Jesús nos cura y nos hace hermanos

      La lepra es una enfermedad que hace que la apariencia externa de la persona sea repugnante. En tiempos antiguos, la lepra era una enfermedad temida. Se temía su aspecto pero se temía más el contagio. Al leproso se le expulsaba de la sociedad. Era mejor no tocarle. Se corría el peligro de contaminarse y hacerse uno mismo leproso. El círculo se cierra sobre el leproso que no tiene escapatoria. Nadie se quiere acercar a él, nadie le ayudará. Es impuro y contamina a los demás. Cualquiera que se acerque a él será también marginado. La sociedad primitiva mostraba así su temor ante una enfermedad frente a la que no tenía medios con los que defenderse. 

      Hoy sabemos como curar la lepra. Pero hay otras “lepras”, otras realidades sociales frente a las que nos sentimos mal y preferimos mirar a otro lado, expulsar de la sociedad a los que las padecen, marginarlos y abandonarlos en la cuneta. Leprosos son ahora los inmigrantes, los que salen de la cárcel, los pobres… Leprosos se nos hacen todos los que son diferentes de nosotros por su raza, cultura, religión o lengua. De todos ellos nos separamos, les marginamos. Marcamos fronteras y límites que no deben pasar. Su presencia cerca de nosotros hace que nos sintamos mal (impuros). Por eso les mantenemos lejos y aparte. 

      Jesús rompe esas barreras artificiales. Cura al leproso. Así demuestra que su enfermedad no es fuente de impureza, no mata. Y lo hace tocándolo. Es un momento clave porque Jesús, al tocar al leproso, se hace oficialmente impuro. Se hace a sí mismo marginado. Así es como Dios nos cura y nos salva. Se hace uno con nosotros. Nos toca y, al tocarnos, rompe las barreras que la sociedad ha establecido entre los buenos y los malos, los puros y los impuros, los justos y los injustos. Dios acerca y une, junta y no divide, convoca a todos a formar la única familia de Dios. 

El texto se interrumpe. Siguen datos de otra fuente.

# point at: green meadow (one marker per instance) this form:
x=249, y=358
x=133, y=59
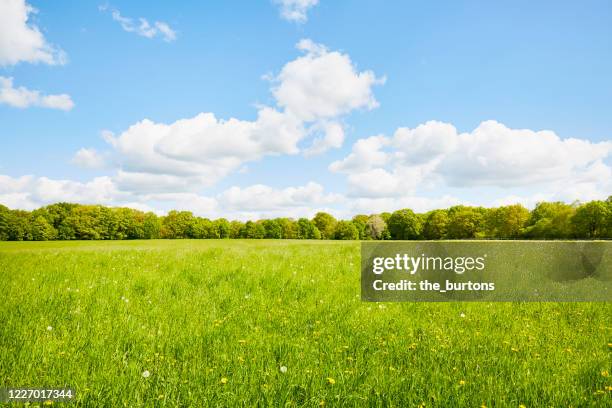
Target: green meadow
x=277, y=323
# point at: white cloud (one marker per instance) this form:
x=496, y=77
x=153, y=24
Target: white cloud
x=332, y=138
x=366, y=154
x=29, y=192
x=323, y=84
x=22, y=97
x=197, y=152
x=253, y=202
x=20, y=40
x=492, y=156
x=295, y=10
x=88, y=159
x=418, y=204
x=142, y=27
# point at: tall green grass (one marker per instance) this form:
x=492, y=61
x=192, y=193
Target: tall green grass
x=215, y=322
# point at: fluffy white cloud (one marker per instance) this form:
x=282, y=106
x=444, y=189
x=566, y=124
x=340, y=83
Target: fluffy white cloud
x=29, y=192
x=22, y=41
x=366, y=154
x=22, y=97
x=197, y=152
x=323, y=84
x=491, y=156
x=365, y=205
x=253, y=202
x=332, y=138
x=88, y=159
x=295, y=10
x=142, y=26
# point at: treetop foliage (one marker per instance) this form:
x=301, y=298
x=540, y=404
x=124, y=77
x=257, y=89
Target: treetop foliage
x=548, y=220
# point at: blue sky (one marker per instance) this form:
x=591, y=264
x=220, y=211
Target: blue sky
x=470, y=85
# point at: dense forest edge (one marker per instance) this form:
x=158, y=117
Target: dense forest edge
x=548, y=220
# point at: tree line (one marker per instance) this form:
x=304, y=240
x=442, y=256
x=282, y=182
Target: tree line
x=548, y=220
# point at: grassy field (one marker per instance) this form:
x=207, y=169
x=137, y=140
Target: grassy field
x=278, y=323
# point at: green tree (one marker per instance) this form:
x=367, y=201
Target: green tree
x=466, y=222
x=326, y=224
x=288, y=228
x=273, y=229
x=254, y=230
x=375, y=227
x=19, y=227
x=360, y=221
x=42, y=230
x=222, y=227
x=4, y=216
x=151, y=226
x=346, y=230
x=550, y=221
x=307, y=229
x=177, y=224
x=404, y=224
x=436, y=224
x=201, y=228
x=592, y=220
x=236, y=229
x=507, y=222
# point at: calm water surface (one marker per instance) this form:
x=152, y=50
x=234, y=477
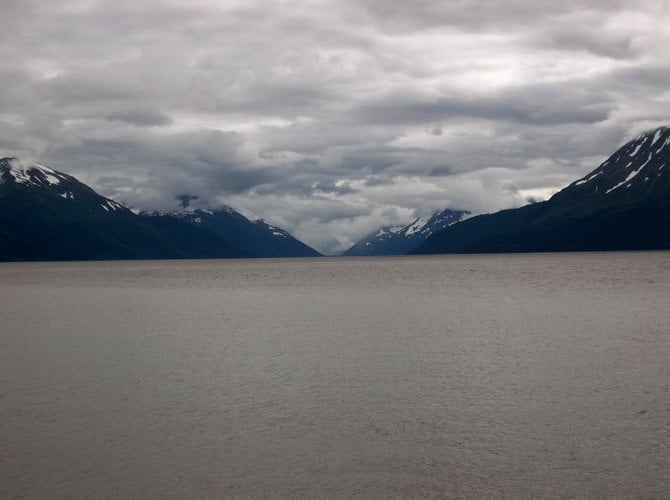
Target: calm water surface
x=455, y=376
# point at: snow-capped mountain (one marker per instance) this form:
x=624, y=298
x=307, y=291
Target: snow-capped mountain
x=633, y=172
x=398, y=240
x=624, y=204
x=50, y=215
x=257, y=238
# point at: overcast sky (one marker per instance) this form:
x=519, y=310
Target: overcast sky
x=330, y=117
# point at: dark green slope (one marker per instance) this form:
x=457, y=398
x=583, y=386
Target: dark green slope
x=49, y=215
x=624, y=204
x=254, y=237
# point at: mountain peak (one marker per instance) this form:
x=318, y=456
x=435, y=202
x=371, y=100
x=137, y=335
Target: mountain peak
x=22, y=171
x=397, y=240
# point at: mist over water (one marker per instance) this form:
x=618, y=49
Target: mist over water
x=506, y=375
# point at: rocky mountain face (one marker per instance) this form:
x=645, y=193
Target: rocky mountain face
x=49, y=215
x=624, y=204
x=398, y=240
x=256, y=238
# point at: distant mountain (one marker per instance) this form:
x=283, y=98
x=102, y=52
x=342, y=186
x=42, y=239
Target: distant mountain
x=49, y=215
x=398, y=240
x=624, y=204
x=254, y=237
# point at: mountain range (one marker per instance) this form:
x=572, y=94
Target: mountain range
x=49, y=215
x=398, y=240
x=624, y=204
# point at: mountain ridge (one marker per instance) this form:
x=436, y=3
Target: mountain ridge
x=398, y=240
x=623, y=204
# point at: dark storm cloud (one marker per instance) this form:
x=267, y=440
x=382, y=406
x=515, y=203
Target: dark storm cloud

      Hay que comprender que el leproso no obedeciese a Jesús y contase lo sucedido a todos los que encontró y que la gente buscase a Jesús después de conocer lo sucedido. Hoy nosotros nos acercamos a Jesús para que nos cure la lepra. Y lo hace. Por supuesto. Pero, al mismo tiempo nos recuerda que, igual que nos cura a nosotros, no hay razón para marginar a otros, que no hay casos perdidos, que para Dios todos tenemos futuro. Y que, con la segunda lectura, todo lo debemos hacer para la gloria de Dios, que no es otra que el bien de la persona humana. Para ello lo mejor que podemos hacer es, como Pablo, seguir el ejemplo de Cristo y acercarnos a todos los leprosos de nuestro mundo para curarlos e invitarlos a formar parte de la familia humana. Eso y no otra cosa es ser en Jesús hijo de Dios. 

Para la reflexión

      ¿Nos cura Jesús de nuestras lepras? ¿Hay otras lepras que vemos en los otros que nos dan miedo y que nos hacen alejarnos de ellos? ¿Qué podemos hacer para que no se sientan marginados? ¿Para que se sientan miembros de la familia de Dios?